As she left, she leaned up and kissed Babbo on the cheek. Then she hugged her father and kissed him twice. “Please be good, Daddy.”

“Be safe,” he said.

“Don’t worry,” she said. “You forget I’ve wilted once already. Fate must have a different plan for me than simply getting beheaded and dropped in a ditch.”

This happens a lot with people who refer to me as Fate. But as I said, I don’t do any of the planning. And I’ve found plenty of people lying in ditches. I have a huge tramp collection. But it was nice of her to comfort Pierre.

She rushed out. Babbo was still blushing, with a hand on his cheek.
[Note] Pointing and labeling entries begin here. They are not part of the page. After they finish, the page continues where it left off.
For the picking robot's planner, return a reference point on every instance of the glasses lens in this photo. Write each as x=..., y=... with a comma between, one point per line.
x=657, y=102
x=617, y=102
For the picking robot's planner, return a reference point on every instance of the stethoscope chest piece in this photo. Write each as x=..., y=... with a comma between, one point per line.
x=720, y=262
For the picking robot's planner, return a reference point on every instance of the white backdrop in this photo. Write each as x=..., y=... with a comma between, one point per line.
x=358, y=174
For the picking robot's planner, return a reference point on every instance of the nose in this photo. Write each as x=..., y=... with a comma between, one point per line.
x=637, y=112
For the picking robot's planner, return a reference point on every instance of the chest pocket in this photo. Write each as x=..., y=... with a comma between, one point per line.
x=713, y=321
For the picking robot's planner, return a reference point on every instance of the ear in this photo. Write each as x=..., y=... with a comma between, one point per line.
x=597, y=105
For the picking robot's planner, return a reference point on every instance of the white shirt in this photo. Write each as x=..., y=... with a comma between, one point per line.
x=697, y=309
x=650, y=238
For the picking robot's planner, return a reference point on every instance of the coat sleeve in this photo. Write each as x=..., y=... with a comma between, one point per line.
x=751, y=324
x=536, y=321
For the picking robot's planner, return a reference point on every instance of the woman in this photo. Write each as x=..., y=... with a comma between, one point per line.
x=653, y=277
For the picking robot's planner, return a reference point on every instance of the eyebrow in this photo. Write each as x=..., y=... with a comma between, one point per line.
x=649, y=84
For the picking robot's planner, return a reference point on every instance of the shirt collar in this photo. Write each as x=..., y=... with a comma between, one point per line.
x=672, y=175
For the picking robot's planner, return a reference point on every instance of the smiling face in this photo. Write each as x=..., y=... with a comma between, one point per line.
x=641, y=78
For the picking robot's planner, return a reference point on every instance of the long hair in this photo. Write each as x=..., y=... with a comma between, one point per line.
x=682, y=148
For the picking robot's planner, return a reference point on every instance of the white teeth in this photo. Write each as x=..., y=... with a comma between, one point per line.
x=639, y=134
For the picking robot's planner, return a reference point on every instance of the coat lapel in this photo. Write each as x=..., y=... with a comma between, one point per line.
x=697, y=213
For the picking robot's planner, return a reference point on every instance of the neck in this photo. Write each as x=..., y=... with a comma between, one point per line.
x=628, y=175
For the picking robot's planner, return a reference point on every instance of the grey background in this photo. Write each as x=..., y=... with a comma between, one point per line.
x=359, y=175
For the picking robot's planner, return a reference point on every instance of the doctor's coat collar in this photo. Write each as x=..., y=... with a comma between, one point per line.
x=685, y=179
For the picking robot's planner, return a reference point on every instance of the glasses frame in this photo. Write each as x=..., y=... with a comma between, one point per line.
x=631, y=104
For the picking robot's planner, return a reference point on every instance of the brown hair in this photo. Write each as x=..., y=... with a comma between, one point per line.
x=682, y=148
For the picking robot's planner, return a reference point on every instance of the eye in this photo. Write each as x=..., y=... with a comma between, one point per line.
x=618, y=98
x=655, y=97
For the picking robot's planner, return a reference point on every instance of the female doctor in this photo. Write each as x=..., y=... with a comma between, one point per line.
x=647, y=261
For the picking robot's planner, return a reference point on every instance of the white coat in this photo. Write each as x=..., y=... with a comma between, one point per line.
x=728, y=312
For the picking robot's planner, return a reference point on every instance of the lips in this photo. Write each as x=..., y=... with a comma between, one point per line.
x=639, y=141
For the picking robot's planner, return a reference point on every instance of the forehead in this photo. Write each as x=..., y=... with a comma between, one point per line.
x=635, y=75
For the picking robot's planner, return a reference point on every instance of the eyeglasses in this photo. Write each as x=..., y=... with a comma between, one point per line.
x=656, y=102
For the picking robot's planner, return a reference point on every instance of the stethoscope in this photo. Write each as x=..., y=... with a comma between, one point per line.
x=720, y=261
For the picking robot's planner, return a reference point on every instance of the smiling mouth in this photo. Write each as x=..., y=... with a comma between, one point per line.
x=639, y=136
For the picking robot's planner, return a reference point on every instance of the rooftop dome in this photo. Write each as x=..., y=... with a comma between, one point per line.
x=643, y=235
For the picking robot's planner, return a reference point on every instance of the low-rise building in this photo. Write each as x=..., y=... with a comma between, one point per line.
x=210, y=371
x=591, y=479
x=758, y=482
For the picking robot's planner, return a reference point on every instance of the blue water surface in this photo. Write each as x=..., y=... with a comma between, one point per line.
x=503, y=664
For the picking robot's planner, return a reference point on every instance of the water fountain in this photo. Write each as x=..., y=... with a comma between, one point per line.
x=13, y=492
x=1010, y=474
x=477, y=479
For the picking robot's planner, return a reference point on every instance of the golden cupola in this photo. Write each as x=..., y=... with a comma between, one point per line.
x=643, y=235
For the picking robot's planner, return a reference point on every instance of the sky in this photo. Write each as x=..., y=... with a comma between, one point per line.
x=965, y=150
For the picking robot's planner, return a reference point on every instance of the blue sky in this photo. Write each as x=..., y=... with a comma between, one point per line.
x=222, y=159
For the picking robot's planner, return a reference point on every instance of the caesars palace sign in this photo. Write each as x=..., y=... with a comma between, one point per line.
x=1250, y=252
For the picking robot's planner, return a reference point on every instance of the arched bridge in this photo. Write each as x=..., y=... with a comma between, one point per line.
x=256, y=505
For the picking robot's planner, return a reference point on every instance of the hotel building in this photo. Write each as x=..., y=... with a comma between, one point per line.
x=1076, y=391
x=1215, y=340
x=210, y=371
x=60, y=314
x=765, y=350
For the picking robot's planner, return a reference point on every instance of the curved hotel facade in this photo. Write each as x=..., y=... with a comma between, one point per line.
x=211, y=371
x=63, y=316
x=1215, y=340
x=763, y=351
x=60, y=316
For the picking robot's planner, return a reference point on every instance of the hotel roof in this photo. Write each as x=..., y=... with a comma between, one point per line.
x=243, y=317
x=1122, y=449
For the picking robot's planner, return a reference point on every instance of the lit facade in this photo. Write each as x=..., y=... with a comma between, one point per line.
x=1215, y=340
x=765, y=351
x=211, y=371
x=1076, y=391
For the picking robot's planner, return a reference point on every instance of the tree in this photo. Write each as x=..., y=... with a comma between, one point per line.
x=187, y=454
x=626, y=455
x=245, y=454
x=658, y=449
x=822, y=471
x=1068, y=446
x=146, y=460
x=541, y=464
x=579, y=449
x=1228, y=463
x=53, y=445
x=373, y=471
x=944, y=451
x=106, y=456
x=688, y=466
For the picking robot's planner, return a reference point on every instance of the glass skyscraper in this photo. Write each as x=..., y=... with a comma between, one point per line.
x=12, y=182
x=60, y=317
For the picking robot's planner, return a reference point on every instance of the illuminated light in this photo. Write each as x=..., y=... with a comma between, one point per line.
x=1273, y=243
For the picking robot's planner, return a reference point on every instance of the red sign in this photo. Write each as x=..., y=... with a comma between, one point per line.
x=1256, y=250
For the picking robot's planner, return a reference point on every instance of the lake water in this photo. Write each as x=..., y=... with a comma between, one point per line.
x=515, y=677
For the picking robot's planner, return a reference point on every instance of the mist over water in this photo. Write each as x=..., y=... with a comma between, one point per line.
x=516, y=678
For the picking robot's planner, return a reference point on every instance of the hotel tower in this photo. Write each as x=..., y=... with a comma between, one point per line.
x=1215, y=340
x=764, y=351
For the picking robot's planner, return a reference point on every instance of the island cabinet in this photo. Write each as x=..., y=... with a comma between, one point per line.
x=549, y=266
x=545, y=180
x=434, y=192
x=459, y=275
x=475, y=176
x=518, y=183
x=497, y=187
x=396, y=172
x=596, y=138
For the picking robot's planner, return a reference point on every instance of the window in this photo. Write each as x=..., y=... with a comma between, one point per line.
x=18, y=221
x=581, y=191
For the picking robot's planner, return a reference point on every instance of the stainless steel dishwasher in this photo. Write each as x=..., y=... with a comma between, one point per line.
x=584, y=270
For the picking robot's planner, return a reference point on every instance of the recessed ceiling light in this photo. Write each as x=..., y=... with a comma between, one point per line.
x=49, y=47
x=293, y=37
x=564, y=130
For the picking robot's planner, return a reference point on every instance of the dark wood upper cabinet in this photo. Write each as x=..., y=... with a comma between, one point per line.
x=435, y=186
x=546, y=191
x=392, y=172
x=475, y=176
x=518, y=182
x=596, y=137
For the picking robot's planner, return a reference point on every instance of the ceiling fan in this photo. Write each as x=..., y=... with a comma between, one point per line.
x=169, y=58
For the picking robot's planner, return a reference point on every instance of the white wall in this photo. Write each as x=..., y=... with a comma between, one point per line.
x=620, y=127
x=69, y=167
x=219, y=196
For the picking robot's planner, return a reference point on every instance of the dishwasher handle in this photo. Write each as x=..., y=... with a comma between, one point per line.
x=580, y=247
He jostled Pierre with a pat on the back and said, “She’s wonderful.”

“I know,” said Pierre. “It’s yours that’s the problem.”

“Nope,” said Babbo. “They’ll have fat and talented babies.”

Prince Kaiser and Chloe almost passed each other in the hall. As she ran down the grand stairway, Chloe heard the thunder of hoofbeats and raced back up the stairs. She stayed barely in front of the horses as she circled the massive tower. Finally, she reached the landing and flattened herself to the wall on the left. Prince Kaiser’s horse galloped up the stairs and went right. Chloe snuck back down as Prince Kaiser dismounted the horse, kicked open the door, and blitzed into the room. The prince was so enraged that he was willing to wreck his own plans and kill both of the old artists. Instead, he found Babbo and Pierre bent over their tables, working in silence. They looked quite similar, actually, in their finely tuned focus. The prince opened his mouth to shout, rethought the idea, and closed it again. Babbo’s precision, as he cut a marble in half with the Hair from the Chest of the Monster Bernardo the Hammer, was not something to interrupt. Likewise, Pierre was stitching the stamens on a posy of baby’s breath — a process so delicate it required even the baby to stop breathing. The prince didn’t have anything to do but wheel back around a second time and leave.